Dadiye liked to sit me down and tell me tales about the past. She said that when angels came down from the heavens, they took our good deeds and bad deeds and reported them back to Allah. She said that the Prophet Muhammad had received his first revelation in a cave from the Angel Jibra’eel.

“How many wings did the angel have?” I asked her.

“Six hundred,” she said.

Dadiye coughed. She had just recovered from pneumonia. “There was a time, long ago,” she said, “when our people were kings and princes. We were maharajas and ranis and shahs and kings and queens. We lived in peace with Sikhs and Hindus in India. My brother, your great-uncle—there is his portrait, with the white mustache—he was a doctor in London. He met the viceroy. We were once very respected. Did you know that long ago…”

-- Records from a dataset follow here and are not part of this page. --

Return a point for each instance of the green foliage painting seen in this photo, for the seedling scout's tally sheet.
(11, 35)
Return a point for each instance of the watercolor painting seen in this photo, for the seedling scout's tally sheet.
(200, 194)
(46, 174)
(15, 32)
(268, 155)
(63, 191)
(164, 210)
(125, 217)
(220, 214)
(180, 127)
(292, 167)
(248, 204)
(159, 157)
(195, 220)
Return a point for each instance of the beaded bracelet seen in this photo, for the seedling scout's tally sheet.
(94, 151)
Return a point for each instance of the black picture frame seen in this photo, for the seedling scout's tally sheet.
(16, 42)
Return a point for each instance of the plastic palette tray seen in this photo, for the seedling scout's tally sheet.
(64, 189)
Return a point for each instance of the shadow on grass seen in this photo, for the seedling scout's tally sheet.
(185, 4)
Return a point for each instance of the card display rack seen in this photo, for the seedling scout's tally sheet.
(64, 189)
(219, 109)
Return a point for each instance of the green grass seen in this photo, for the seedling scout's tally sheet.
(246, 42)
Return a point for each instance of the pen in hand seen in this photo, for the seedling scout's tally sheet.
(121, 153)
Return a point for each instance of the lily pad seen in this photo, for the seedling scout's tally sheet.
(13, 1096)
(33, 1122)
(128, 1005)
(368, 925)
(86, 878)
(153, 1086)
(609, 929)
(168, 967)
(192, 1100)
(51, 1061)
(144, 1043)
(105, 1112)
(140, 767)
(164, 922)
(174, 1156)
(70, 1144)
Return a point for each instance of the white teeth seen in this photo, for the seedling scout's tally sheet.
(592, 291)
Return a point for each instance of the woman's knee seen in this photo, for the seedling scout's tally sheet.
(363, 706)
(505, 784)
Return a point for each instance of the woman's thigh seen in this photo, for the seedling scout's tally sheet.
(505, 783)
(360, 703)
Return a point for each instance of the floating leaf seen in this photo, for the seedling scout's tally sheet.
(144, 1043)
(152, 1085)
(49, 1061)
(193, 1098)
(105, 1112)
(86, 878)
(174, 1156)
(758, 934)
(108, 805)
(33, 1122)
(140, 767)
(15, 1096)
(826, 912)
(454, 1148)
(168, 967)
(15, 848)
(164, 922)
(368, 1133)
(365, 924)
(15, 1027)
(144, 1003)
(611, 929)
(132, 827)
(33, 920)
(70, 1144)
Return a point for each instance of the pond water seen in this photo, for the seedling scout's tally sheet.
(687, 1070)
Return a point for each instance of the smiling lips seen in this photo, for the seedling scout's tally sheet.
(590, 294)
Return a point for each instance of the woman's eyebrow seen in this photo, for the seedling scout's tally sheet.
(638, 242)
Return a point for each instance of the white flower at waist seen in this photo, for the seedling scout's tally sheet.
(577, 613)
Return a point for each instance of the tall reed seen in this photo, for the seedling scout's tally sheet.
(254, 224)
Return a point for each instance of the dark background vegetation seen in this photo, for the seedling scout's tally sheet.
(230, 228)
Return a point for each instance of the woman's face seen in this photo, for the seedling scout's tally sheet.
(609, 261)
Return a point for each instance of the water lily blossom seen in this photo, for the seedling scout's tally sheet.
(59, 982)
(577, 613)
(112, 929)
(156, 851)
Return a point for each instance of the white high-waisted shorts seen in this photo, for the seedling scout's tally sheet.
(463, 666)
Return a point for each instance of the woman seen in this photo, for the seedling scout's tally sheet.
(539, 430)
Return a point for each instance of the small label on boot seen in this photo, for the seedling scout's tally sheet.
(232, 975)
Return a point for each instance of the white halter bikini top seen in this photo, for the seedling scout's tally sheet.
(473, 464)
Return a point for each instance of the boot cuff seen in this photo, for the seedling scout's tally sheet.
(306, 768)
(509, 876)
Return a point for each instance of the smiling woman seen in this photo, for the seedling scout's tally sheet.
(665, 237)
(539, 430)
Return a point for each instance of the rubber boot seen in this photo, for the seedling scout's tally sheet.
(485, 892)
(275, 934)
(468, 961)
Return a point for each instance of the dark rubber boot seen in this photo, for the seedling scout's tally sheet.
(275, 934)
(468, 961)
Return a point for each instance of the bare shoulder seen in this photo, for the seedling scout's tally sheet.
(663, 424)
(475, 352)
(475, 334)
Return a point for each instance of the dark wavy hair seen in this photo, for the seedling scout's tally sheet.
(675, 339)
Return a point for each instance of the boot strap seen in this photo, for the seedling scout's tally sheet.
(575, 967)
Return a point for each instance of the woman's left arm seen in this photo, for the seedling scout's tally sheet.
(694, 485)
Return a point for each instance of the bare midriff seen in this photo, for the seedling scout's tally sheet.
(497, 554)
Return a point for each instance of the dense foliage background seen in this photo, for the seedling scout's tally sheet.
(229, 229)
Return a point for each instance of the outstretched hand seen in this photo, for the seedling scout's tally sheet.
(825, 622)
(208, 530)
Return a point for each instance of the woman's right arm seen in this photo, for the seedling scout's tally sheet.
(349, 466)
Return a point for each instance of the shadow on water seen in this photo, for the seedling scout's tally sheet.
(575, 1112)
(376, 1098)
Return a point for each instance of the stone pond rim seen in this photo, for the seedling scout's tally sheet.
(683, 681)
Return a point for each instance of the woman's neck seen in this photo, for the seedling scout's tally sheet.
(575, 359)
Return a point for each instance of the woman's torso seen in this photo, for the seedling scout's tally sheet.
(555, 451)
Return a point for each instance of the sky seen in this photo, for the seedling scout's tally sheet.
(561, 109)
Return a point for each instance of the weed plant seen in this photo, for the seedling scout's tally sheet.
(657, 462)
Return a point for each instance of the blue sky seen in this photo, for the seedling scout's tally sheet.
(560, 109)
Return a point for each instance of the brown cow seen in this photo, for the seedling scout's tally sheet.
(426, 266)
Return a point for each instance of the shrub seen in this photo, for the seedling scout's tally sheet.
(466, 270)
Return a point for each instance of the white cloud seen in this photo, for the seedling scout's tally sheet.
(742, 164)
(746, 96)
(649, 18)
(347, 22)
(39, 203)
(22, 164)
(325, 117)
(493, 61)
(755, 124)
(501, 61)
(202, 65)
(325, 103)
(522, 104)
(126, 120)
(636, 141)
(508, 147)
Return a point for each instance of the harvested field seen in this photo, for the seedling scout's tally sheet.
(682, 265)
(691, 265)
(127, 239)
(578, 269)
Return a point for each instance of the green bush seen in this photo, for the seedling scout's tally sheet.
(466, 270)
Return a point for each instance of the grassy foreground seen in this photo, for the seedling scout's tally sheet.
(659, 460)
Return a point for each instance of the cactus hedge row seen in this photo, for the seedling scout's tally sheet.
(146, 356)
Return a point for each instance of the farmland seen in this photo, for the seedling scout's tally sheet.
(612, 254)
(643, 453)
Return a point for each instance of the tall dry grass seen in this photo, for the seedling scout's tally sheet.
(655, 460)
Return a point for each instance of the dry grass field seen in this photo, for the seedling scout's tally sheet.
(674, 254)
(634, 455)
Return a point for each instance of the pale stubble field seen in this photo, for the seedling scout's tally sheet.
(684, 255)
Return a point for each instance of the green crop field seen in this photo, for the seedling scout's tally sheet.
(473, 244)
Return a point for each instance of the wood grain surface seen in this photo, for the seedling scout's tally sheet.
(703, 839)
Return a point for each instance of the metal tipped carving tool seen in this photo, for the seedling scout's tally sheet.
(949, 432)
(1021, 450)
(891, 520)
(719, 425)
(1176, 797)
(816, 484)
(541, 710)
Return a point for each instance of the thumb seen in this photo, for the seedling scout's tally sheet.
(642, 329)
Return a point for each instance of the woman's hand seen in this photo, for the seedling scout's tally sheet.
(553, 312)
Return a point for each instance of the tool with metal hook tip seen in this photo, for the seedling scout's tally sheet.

The what? The who? If we were so great, why did the heater not work? What relevance did “back then” have to the snowstorms of Toronto on an unquiet Christmas night? I didn’t know what to make of her tales. Dadiye would begin such stories and then cut them off, as though the gaps had been deliberately left for me to fill. She had tried to convey that there had been a long life for her and the family before Toronto—a life that went back to Pakistan, and before that to British India, stories that she, and my parents, had left behind. They were myths that had mingled with memory and I never quite believed them.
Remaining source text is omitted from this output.